Photograph courtesy of Vincent Parker

Memorial for Dr. Bill Pencak

Others can better assess Dr. Pencak’s numerous and varied contributions as a scholar. While I was aware of his towering intellect, it was Dr. Pencak’s kind heart and generosity of spirit that most affected me. Without his support and encouragement, I would never have gone to graduate school.

I met Dr. Pencak while an impetuous undergraduate at the Pennsylvania State University. After an undergraduate course with him, I requested permission to enroll in a graduate seminar he was teaching on Colonial and Revolutionary America. His relaxed and friendly teaching style made this sudden immersion into historiography and graduate-level discussion much easier. Taking that course, and another the following semester, convinced me that I could handle graduate work. Dr. Pencak worked with me while I crafted my applications, reading over countless iterations of my letters and writing samples. His advice was valuable long after the application process; while I still struggle to follow it, I remember his suggestions to lead with my thesis and original research. He even mentioned publication! I see that now as a gentle prompt to speak more as a historian and less as a student.

I kept in touch with Dr. Pencak after leaving for graduate school. He somehow managed to remain a mentor while treating me as a colleague. We would occasionally get together when I was visiting State College, though after his “retirement” from PSU, he was, if anything, even busier. Over the last few years, as I’ve begun attending and presenting at conferences, I was able to touch base with him there. He was always unfailingly cheerful, making new friends and introducing me to people. He truly had a gift for striking up conversation. I was able to catch up with him at the Omohundro Institute conference in Baltimore last summer, and I am so glad I did. He was moving a little more slowly, but that gave us time to chat as we walked to and from panels. I ran out to pick up lunch for us, and when I returned, he was deep in conversation with a new acquaintance. As always. I had to smile. He may be been the most relentlessly friendly person I’ve ever met.
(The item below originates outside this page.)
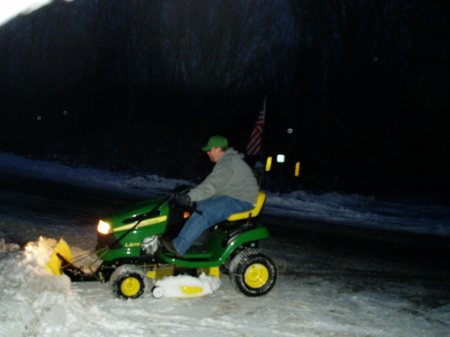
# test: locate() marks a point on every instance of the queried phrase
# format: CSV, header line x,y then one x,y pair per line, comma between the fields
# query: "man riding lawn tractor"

Not seeing him at SHEAR this summer will be painful. I like to think I didn’t take knowing Dr. Pencak for granted—that I understood and expressed how much he’d done for me: encouraging a budding determination to study history, supporting flagging spirits when research or writing proved difficult. Seeing him each summer was a shot in the arm. He offered something difficult to come by in graduate school, whether I was taking classes or contemplating a fiercely competitive job market. Dr. Pencak had faith in me—as I know he did many others he had taught and mentored. His legacy, to me at least, is more than scholarly. Dr. Pencak had not only a brilliant mind, but a huge heart. He took young scholars under his wings and offered support beyond the intellectual. I’m deeply grateful for the shelter his wings offered me over the years, and know I will miss their shade in the future.